Friday, September 6, 2013
Steve Befort (Minnesota) has just posted on SSRN his forthcoming article in the Washington & Lee Law Review entitled: An Empirical Analysis of Case Outcomes Under the ADA Amendments Act.
Here is the abstract:
Congress enacted the ADA Amendments Act (ADAAA) in order to override four Supreme Court decisions that had narrowly restricted the scope of those protected by the Americans with Disabilities Act (ADA) and to provide "a national mandate for the elimination of discrimination." This article undertakes an empirical examination of the impact of the ADAA on case outcomes. The recent reported cases provide a unique opportunity for such an examination since, with the ADAAA not retroactively applicable to cases pending prior to its effective date, courts have been simultaneously deciding cases under both the pre-amendment and post-amendment standards. This study examines all reported federal court summary judgment decisions arising under Title I of the ADA for a forty-month period extending from January 1, 2010 to April 30, 2013. The study coded the pre-ADAAA and post-ADAAA decisions for both disability standing determinations and for rulings on whether the plaintiff was qualified for the job in question. These preliminary data show that the federal courts are granting employers a significantly smaller proportion of summary judgment rulings under the ADAAA on the basis of a lack of disability status. In addition, the ADAAA decisions exhibit a greater prevalence of rulings on the issue of whether the plaintiff is a qualified individual. On the other hand, the post-amendment decisions show an increased tendency for the courts to find that the plaintiff is not qualified. While the rate of increase in plaintiff victories on the disability issue is outpacing the rate of increase in plaintiff losses on the qualified issue, the latter phenomenon suggest a continuing judicial unease with disability discrimination claims generally and with reasonable accommodation requests more specifically.

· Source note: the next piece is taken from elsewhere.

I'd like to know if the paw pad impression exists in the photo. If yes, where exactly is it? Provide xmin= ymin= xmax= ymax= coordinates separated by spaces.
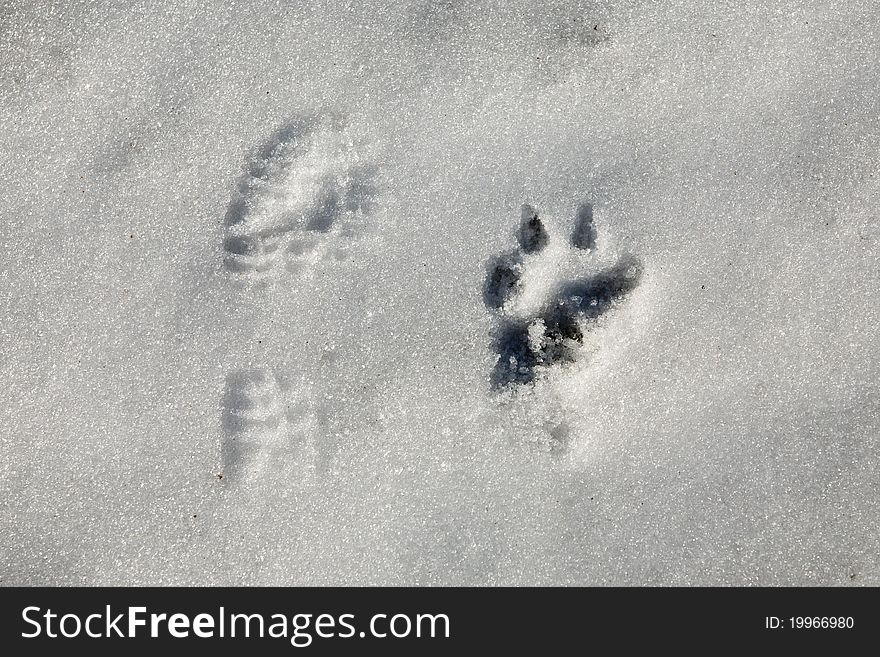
xmin=485 ymin=202 xmax=641 ymax=387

Fascinating and yet what I suspected would occur once the definition of disability was amended in the ADAAA to be more employee-friendly: judges would use other parts of the legal analysis to kick these cases out of court on summary judgment before trial. I hope that Congress will consider updating the "qualified individual with a disability"/reasonable accommodation strand of these Title I ADA cases so that the purposes of the statute can be better vindicated.
Of course, I am also not holding my breath that Congress will take up this topic anytime soon.